Omicidio di Gaetano Marino, chiesti due ergastoli per l’agguato al boss a Terracina
Ergastolo per Arcangelo Abbinante, ritenuto esecutore materiale dell'omicidio, e per Giuseppe Montanera, accusato di avere fatto parte del commando di morte, e 25 anni di reclusione per Carmine Rovai e Salvatore Ciotola, i due che secondo la ricostruzione degli inquirenti fornirono appoggio logistico per l'agguato. È la richiesta del sostituto procuratore Maria Teresa Gerace, della Direzione Distrettuale Antimafia di Roma, nell'ambito del processo per la morte di Gaetano Marino, McKay all'anagrafe di camorra, boss degli scissionisti di Scampia ucciso sul lungomare di Terracina il 23 agosto 2012.
Marino, noto anche come "Moncherino" per la mancanza di entrambe le mani, quel giorno era con la famiglia nello stabilimento balneare "Il Sirenella". I sicari sapevano che lo avrebbero trovato lì. Agguato organizzato, pianificato, messo a segno in pieno agosto e in un luogo affollato: Marino fu attirato sulla strada e ucciso con diversi colpi di pistola. Per gli inquirenti quella condanna di morte è arrivata da Secondigliano, funestata da guerre di camorra: si stava concludendo lo scontro interno alla fazione degli Scissionisti, tra gli Amato-Pagano e gli Abete-Abbinante-Notturno, e stava cominciando una nuova faida, quella che avrebbe portato alla nascita del clan della Vanella Grassi, i "Girati", scissionisti degli scissionisti che erano tornati alleati al clan Di Lauro.

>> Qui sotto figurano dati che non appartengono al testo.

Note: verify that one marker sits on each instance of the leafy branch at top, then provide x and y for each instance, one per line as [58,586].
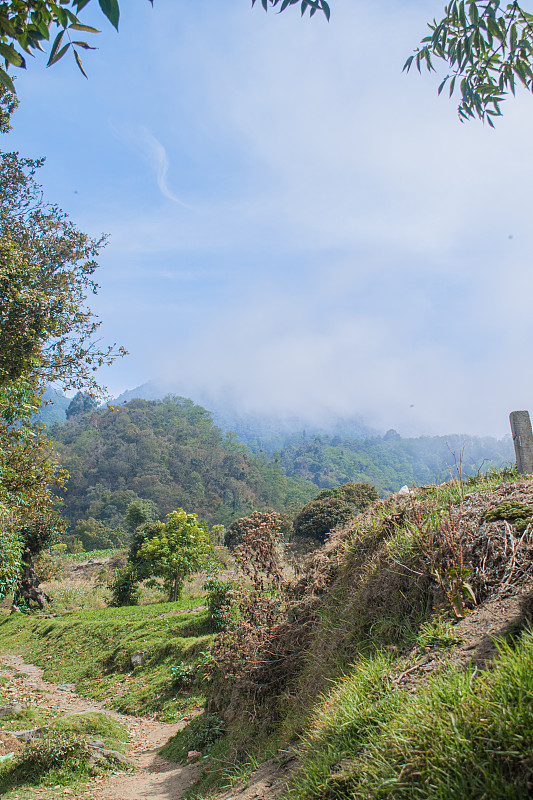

Quella di Gaetano McKay era una figura di primissimo piano: insieme al fratello Gennaro, tuttora detenuto, controllava l'area delle Case Celesti, ancora oggi tra le principali piazze di spaccio della periferia nord di Napoli. Per gli inquirenti l'omicidio di Marino si colloca proprio in quelle guerre di camorra, con l'obiettivo di prendere il controllo delle piazze di spaccio dell'area nord e della immediata periferia. Abbinante, Montanera, Rovai e Ciotola sono accusati, a vario titolo, di omicidio volontario aggravato, detenzione illecita di armi e utilizzo di armi in luogo pubblico. Durante il processo è stata chiamata a deporre anche Tina Rispoli, vedova della vittima e oggi moglie del neomelodico Tony Colombo; la donna ha affermato di non sapere che il marito fosse un camorrista.